After observing a moment of silence for the events of 9/11 Kennedy said it is important to remember the larger issue at hand when remembering the victims, which is “hatred manifesting in unnecessary violence and destruction, threatening human beings around the world.”

She encouraged students to participate in the remaining events in Civic Engagement Week on campus. Students will have the opportunity to register to vote at all events through Friday.

Kennedy also announced that, according to Associate Vice Chancellor for Business and Auxiliary Services Jim Earle, Pitt’s on-campus grocery store will be “fully stocked and ready to go” by Nov. 1. The store will offer fresh produce, a deli, dairy products and a bakery center. It will accept Dining Dollars and Panther Funds in addition to cash and cards.

The kickoff event for Hispanic Heritage Month is Saturday on the William Pitt Union lawn 4-8 p.m. The month, which lasts from Sept. 15 through Oct. 15, will include cultural, educational, social and advocacy events planned by the Latinx Student Association, Mercer said.

Humar said that the Pathways Initiative, a new software program intended to streamline communication between Pitt students and their advisers, is being tested in the nursing and engineering schools, and will be rolled out to Pitt’s remaining schools if it appears successful.

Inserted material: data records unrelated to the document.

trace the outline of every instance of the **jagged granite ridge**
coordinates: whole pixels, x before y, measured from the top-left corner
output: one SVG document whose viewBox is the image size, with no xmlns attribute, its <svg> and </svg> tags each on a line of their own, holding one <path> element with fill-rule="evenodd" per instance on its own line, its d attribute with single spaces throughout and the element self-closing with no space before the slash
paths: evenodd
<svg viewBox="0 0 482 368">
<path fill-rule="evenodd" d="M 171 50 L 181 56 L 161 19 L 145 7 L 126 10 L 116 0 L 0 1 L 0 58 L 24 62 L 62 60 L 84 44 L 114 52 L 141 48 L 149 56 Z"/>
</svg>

“The long-term goal of the Pathways Initiative is to do predictive work with scheduling,” Humar said.

Allocations:

The National Society of Leadership and Success requested $4,315.90 for a national leadership summit. The board denied in full.

The Musical Theater Club requested $2,105 for its 24-hour musical. The board approved $1705 and denied $400.

Model United Nations requested $3,278.95 for a competition at the University of North Carolina. The board approved in full.

The Black Action Society requested $28,500. The board approved in full.

The Society of Asian Scientists and Engineers requested $1,996.11 to attend a conference. The board approved in full.

The Student Dietetic Association requested $2,231.54 to attend a conference. The board approved $2,000 and denied $231.54.

 

Correction: This story previously referred to Inaba Week as Endowment Week.